What Happened: A Benchmark for Industrial Generative Recommendation
Tencent has taken a significant step to accelerate research in generative recommender systems (GeneRec) by launching the Tencent Advertising Algorithm Challenge 2025 and publicly releasing two associated datasets: TencentGR-1M and TencentGR-10M. This initiative directly addresses a critical gap in the field: the lack of large-scale, realistic, and fully multi-modal public benchmarks designed specifically for generative recommendation in an industrial advertising context.
The core innovation is the data itself. Constructed from de-identified Tencent Ads logs, these datasets provide sequential user interaction data at a massive scale:
- TencentGR-1M (Preliminary Track): 1 million user sequences, with up to 100 interacted items per user. Each interaction is labeled with exposure and click signals.
- TencentGR-10M (Final Track): Scales to 10 million users and introduces a crucial refinement: it explicitly distinguishes between click and conversion events at both the sequence and target item level. This allows models to be optimized not just for engagement, but for high-value business outcomes.
Crucially, the datasets are "all-modality." Each item is represented not only by collaborative identifiers (IDs) but also by rich multi-modal embeddings—likely covering text, image, and video content—extracted using state-of-the-art models. This structure forces researchers to build systems that can fuse traditional collaborative filtering signals with deep semantic content understanding, a necessity for modern luxury and retail platforms.
The competition and dataset release have already catalyzed new research, as evidenced by two accompanying papers that tackle persistent challenges in the GeneRec paradigm.
Technical Details: Addressing Core Challenges in Generative Recommendation
The source material highlights three key technical threads emerging from this ecosystem.
1. The TencentGR Datasets & Challenge
The datasets map users' historical behavior into sequences of discrete tokens (representing items). The task for GeneRec models is to autoregressively predict the next item a user will interact with, conditioned on their past sequence and the rich multi-modal context. The evaluation protocol introduces a weighted metric that values high-value conversion events more than simple clicks, aligning model performance directly with business ROI.
2. CRAB: Combating Popularity Bias in GeneRec
A major weakness of current GeneRec models is their tendency to amplify popularity bias—over-recommending popular items at the expense of niche or new products. The paper "CRAB" identifies two root causes: (1) imbalanced tokenization that inherits historical bias, and (2) training procedures that favor frequent tokens.
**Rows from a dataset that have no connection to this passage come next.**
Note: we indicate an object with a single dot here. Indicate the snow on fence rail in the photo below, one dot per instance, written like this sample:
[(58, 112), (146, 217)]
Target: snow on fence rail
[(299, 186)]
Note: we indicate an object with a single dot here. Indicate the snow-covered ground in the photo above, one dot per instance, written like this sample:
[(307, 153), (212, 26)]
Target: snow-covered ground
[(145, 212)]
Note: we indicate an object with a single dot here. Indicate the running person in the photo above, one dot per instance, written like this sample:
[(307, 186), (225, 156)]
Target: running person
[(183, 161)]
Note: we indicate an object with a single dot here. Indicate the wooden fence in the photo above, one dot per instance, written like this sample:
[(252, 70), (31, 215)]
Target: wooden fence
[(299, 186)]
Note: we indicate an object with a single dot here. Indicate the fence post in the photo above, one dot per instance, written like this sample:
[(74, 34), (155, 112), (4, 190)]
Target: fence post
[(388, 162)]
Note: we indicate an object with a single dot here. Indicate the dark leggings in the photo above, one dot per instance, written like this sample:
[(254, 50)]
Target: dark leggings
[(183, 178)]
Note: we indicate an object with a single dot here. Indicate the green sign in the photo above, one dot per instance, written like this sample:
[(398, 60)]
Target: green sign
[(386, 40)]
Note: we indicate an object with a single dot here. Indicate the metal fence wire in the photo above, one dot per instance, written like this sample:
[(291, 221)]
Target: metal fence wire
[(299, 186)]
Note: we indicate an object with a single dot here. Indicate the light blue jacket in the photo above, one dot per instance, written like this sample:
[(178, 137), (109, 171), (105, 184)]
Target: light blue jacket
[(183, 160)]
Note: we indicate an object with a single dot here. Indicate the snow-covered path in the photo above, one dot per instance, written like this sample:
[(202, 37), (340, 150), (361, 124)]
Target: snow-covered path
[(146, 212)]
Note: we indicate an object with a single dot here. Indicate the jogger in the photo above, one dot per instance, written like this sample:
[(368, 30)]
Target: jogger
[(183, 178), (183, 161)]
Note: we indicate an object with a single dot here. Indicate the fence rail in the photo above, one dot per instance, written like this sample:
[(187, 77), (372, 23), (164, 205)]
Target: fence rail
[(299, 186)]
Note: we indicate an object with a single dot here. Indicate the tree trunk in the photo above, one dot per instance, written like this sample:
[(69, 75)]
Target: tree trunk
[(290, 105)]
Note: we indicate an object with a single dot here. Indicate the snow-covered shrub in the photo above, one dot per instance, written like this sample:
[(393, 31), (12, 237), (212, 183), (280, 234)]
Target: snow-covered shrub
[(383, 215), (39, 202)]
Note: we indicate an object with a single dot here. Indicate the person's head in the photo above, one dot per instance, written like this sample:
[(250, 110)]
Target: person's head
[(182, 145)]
CRAB proposes a post-hoc debiasing strategy. After a model is trained, it rebalances the semantic token codebook by splitting over-popular tokens while preserving their hierarchical semantic relationships. It then introduces a tree-structured regularizer during further training to enhance semantic consistency for unpopular tokens, encouraging more informative representations. This is a critical advancement for luxury retail, where the long-tail of products and new collections must be surfaced effectively.
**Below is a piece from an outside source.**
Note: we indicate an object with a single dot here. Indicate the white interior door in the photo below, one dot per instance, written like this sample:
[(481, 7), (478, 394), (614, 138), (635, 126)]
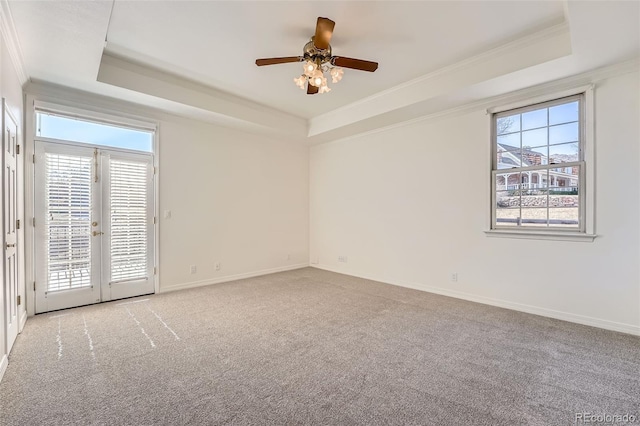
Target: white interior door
[(127, 195), (10, 207), (94, 225), (67, 203)]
3. NSGR: A Tree-Based Generative Reranking Framework
Reranking—the final stage where a candidate set is ordered into a final list—is vital for modeling item-item context. The paper "NSGR" proposes a Next-Scale Generation Reranking framework to solve two problems: generators lacking both local and global perspective, and goal inconsistency between the generator and evaluator during training.
NSGR uses a next-scale generator (NSG) that builds a recommendation list in a coarse-to-fine manner, progressively expanding from broad user interests to specific items. It is guided by a multi-scale evaluator (MSE) that provides scale-specific feedback via a novel tree-based loss. This approach, already deployed on Meituan's platform, creates more coherent and contextually appropriate final lists.
Retail & Luxury Implications: From Research to Personalization
While these are research papers, they point to the near-future architecture of high-end retail recommendation systems.

The All-Modality Imperative: For luxury, an item's story—craftsmanship, material, heritage—is as important as its collaborative popularity. A system that can tokenize and sequence not just IDs but also visual aesthetics, descriptive copy, and campaign imagery can move beyond "users who bought this also bought" to "users who love this aesthetic and narrative might also appreciate." The TencentGR datasets provide the blueprint for training such systems.
Debiasing for Discovery and Curation: Popularity bias is the enemy of curation and discovery. A system that only recommends best-sellers stifles new designers and fails the savvy customer seeking distinction. Techniques like CRAB are essential for platforms aiming to be tastemakers, ensuring their algorithms can elevate emerging talent and deep-catalog items with strong semantic relevance to a user's refined taste profile.
Reranking as Experiential Design: The final presentation of items is a core part of the digital experience. A generative reranker like NSGR can learn to construct lists that tell a visual or thematic story—curating a capsule wardrobe, building a collection of complementary accessories, or sequencing products in a way that mirrors a brand's narrative journey. This transforms the recommendation shelf from a static set of items into a dynamically generated, context-aware experience.
The path from these arXiv preprints to production is non-trivial, requiring significant MLOps investment and integration with existing e-commerce stacks. However, they clearly delineate the next competitive frontier: recommendation as a holistic, multi-modal, generative user modeling task.